Reflexionábamos, el domingo pasado, en la justicia, la rectitud, la equidad, la sincera vivencia de esa Ley Natural ya impresa en todo ser humano; ahora el Señor nos invita a dar un paso más: no es suficiente esa Ley, necesitamos completarla con la Ley Evangélica: “Ámense los unos a los otros, como Yo los he amado”. De ahí que pidamos “experimentar vivamente su amor”, como innumerables veces ya ha sucedido, pero que tiene que volverse costumbre impulsadora, a partir de la reflexión, del reconocimiento y de la acción de gracias porque nos ha perdonado y nos seguirá perdonando, para que nos llene de fuerza y decisión, y llegar a ser coherentes, desde el interior, ya purificados gratuitamente, y comportarnos con los demás como Él lo hace con nosotros.
La primera lectura, tomada del Eclesiástico, Libro Sapiencial, insiste en el daño que nos hacemos a nosotros mismos si damos cabida al rencor, que nos amarga, y a la venganza; que nos quita la paz, e insiste en la reciprocidad del perdón, actitud que sólo desde la fe, con la luz de la Gracia y a través del constante recordar que el camino de la vida llegará, por sí mismo, hasta su término, nos ayudará a dar ese paso, que condensaría San Ignacio en el “magis”: siempre más allá de los estrechos límites del cálculo, permítaseme la palabra, de la “desquitanza”. El brillo de “la Alianza con el Señor hará que pasemos por alto las ofensas”.
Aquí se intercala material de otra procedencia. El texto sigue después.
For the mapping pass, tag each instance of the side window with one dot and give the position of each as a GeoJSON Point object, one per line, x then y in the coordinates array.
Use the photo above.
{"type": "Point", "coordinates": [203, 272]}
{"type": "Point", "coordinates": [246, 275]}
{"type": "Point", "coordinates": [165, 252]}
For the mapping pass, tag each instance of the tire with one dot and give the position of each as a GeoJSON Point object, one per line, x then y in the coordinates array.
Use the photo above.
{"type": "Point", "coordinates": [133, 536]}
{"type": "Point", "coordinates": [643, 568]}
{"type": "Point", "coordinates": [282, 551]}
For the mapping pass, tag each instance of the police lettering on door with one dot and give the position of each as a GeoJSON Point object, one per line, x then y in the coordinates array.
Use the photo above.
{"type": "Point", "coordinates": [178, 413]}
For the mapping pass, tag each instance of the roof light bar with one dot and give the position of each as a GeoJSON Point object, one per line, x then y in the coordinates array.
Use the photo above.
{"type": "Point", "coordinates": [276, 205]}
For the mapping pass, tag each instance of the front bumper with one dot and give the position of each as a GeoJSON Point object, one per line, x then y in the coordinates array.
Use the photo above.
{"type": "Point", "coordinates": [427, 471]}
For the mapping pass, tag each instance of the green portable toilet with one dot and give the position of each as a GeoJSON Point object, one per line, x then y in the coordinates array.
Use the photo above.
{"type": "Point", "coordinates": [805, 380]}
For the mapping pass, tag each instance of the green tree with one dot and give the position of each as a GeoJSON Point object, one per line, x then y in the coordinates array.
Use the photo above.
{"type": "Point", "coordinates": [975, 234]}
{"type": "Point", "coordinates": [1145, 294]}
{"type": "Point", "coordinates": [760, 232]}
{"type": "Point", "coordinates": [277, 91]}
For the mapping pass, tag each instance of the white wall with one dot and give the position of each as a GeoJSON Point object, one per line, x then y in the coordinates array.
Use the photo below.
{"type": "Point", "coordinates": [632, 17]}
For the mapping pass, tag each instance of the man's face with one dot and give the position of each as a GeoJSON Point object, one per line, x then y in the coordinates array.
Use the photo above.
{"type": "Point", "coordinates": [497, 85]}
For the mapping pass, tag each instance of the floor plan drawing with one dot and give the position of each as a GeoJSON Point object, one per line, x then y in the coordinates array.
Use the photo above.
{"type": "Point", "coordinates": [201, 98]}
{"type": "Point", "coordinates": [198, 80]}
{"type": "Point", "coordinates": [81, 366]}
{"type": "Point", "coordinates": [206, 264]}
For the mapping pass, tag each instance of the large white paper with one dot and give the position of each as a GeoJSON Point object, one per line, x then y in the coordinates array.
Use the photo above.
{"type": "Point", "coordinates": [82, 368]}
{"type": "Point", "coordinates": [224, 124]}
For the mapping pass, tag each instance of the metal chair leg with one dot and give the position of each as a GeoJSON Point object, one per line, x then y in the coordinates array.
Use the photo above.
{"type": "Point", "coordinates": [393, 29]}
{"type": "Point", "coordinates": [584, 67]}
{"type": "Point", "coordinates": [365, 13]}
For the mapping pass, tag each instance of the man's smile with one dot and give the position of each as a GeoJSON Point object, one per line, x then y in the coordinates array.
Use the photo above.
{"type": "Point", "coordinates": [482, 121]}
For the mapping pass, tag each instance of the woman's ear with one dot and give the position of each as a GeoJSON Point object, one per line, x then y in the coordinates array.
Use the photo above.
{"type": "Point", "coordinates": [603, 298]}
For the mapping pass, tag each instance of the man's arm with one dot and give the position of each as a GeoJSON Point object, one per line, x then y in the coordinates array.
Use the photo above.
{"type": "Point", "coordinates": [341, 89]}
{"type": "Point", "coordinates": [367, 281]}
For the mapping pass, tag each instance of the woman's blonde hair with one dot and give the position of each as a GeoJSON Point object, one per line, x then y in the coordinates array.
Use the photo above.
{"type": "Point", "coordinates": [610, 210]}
“Vivos o muertos, somos del Señor”, y ¡Qué Señor! Recordemos el Salmo: Él es: “compasivo, misericordioso, que perdona, cura, rescata, colma de amor y de ternura, no nos trata como merecemos”, su compasión, que “siente con nosotros”, cubre cielos y tierra. ¿Hacemos el esfuerzo por ser algo parecidos a Él? No dudo que el perdonar en serio, sin que permanezcan residuos, más si nos “hemos dejado herir”, parecería imposible, en verdad no lo es si nos dejamos traspasar por el perdón total de Dios, en Jesucristo…, después de mirarnos y mirarlo en su entrega a la muerte para darnos la vida, ¿qué podríamos esgrimir para no perdonar?
En el Evangelio, Pedro se detiene en cifras que considera desmedidas: “hasta siete veces”, pero Jesús, imagen viva del Padre, no sólo expresa el “más”, sino el “Siempre” que Él vive y nos incita a vivirlo desde Él y con Él, no por las consecuencias que se nos seguirían de no hacerlo, sino para ser como el Padre Celestial “que hace salir el sol sobre buenos y malos y deja caer la lluvia sobre justos e injustos” (Mt. 5: 45) Es un “siempre” cotidiano, universal, inacabable.
La parábola, toda ella claridad, nos entrega un termómetro-compromiso: ¿me comporto como el rey magnánimo o como el compañero insensible? Del mismo modo que a los compañeros del “entregado a los verdugos”, nos arrebata la indignación, pero antes de emitir ningún juicio contra otro, volvamos a nuestro interior con toda la sinceridad posible y pidámosle, una y mil veces, las necesarias, al Padre Celestial, que nos enseñe a perdonar como Él, gratuita y definitivamente, pues “si somos fieles, Dios permanece fiel; si somos infieles, Dios permanece fiel pues no puede desmentirse a sí mismo”, (2ª. Tim. 2: 13) ¡qué alivio y a la vez, cómo crecen la gratitud y la presencia de una respuesta fiel!